On the other hand, as we have seen, investigations assessing the spatial distribution in three dimensions is necessary to identify distinct patterns and create spatially consistent stratigraphic units. Both horizontal and vertical distributions of bone surface modifications, lithic remains, and coprolites are studied in the case of the western part of Buena Pinta Cave, using two-dimensional plots, as well as variations in density maps. But also, vertical spatial data has been used as a key part of the analysis to define the different layers. This type of study based on the third coordinate (“Z” dimension), although uncommon, can be seen in works like McPherron et al. (2005), Anderson and Burke (2008), Giusti and Arzarello (2016), or Reeves et al. (2019).

In summary, this discussion highlights the necessity of re-evaluating field layers. Spatial analysis and methodologies specifically, such as statistics or density analysis, play a pivotal role in understanding these intricate archaeological contexts and offer a pathway to more robust interpretations of human behaviour in the past. It has been demonstrated how the use of taphonomy is crucial for the correct identification of different events in the processes of formation and transformation of archaeological deposits. But also, combining the analysis of lithic remains and coprolites, we demonstrated that offering an alternative perspective of the same sequence, can contribute information that, when amalgamated, enhances our comprehension of the formation processes and stratigraphy.

Conclusions

The revision of the field layers after the excavation process allows us to highly improve the observations made during archaeological field work.

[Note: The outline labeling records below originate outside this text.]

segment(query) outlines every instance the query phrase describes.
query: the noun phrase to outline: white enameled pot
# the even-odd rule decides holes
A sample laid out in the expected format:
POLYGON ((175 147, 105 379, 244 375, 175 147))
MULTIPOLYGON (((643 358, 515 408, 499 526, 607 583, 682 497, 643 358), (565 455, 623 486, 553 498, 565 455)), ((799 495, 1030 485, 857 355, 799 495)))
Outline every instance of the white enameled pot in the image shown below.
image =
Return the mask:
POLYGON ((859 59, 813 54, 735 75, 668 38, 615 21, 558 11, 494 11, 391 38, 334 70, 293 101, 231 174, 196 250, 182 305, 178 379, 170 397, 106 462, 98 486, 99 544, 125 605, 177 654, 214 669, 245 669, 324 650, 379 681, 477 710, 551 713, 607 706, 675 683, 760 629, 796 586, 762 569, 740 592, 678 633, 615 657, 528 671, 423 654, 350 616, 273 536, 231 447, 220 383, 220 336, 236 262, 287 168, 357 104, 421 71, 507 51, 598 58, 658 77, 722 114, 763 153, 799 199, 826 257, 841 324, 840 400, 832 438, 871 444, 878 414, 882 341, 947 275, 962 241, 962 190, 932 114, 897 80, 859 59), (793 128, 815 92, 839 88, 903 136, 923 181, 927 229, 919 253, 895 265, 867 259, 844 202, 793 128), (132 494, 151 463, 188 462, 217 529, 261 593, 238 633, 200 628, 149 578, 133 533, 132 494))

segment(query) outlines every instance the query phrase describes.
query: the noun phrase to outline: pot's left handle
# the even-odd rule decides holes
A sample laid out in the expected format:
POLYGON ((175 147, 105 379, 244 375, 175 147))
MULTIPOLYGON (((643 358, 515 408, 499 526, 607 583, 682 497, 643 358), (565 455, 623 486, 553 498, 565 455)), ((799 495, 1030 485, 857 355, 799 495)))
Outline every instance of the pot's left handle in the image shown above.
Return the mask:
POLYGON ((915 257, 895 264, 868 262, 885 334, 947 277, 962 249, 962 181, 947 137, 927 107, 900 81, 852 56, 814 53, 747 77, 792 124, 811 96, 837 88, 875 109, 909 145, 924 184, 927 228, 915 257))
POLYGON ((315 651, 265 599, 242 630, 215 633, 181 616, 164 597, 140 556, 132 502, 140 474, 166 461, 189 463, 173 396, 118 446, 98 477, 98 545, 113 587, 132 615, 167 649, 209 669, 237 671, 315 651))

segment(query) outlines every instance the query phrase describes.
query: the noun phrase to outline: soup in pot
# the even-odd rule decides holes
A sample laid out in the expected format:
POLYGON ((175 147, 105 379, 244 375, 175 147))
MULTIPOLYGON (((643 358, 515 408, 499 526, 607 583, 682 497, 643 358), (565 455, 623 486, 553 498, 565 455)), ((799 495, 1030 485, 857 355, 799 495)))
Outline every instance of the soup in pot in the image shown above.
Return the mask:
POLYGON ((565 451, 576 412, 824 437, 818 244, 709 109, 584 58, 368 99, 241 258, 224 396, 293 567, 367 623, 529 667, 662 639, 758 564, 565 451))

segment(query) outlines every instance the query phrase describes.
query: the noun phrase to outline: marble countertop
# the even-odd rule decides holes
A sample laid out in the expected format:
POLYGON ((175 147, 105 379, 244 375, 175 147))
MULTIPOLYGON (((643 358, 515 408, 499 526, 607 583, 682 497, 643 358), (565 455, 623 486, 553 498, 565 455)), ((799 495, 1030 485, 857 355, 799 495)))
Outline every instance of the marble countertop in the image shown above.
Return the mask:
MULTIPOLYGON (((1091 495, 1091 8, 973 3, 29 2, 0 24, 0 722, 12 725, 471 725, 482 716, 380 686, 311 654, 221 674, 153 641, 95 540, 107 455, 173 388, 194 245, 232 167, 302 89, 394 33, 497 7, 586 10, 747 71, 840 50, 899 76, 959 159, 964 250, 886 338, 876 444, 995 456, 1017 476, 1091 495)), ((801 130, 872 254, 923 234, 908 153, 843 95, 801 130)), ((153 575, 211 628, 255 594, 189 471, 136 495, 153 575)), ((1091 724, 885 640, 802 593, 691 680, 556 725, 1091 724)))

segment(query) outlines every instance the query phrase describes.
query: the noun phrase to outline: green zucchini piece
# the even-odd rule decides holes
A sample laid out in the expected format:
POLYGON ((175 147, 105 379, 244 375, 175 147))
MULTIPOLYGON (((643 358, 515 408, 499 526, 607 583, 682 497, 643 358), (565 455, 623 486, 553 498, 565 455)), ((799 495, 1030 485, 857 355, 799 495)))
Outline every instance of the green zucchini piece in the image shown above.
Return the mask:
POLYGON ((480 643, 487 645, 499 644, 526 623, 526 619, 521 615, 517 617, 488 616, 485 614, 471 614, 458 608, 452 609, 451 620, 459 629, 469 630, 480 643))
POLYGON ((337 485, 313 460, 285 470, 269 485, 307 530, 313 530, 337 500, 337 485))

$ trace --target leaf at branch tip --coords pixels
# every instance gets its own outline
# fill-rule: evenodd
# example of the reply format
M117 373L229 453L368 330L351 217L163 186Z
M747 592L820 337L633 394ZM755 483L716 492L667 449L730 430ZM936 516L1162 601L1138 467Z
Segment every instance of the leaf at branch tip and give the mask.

In this sense, this work highlights the importance of re-evaluate field layers after excavation using intra-site spatial data and including taphonomic analysis as a tool for a critical evaluation of field layers and assemblage integrity.

Based on taphonomic analyses, with special attention to fossil-diagenetic processes, we have refuted the integrity of the western part of Buena Pinta Cave and consider that the deposit named as level 23 during fieldwork is, in fact, the product of several accumulation processes resulting in three different archaeological levels. Future research will allow us to interpret in a better way the taphonomic importance of both carnivore and anthropic taphonomic agents at Buena Pinta cave in these three new post-excavation identified levels.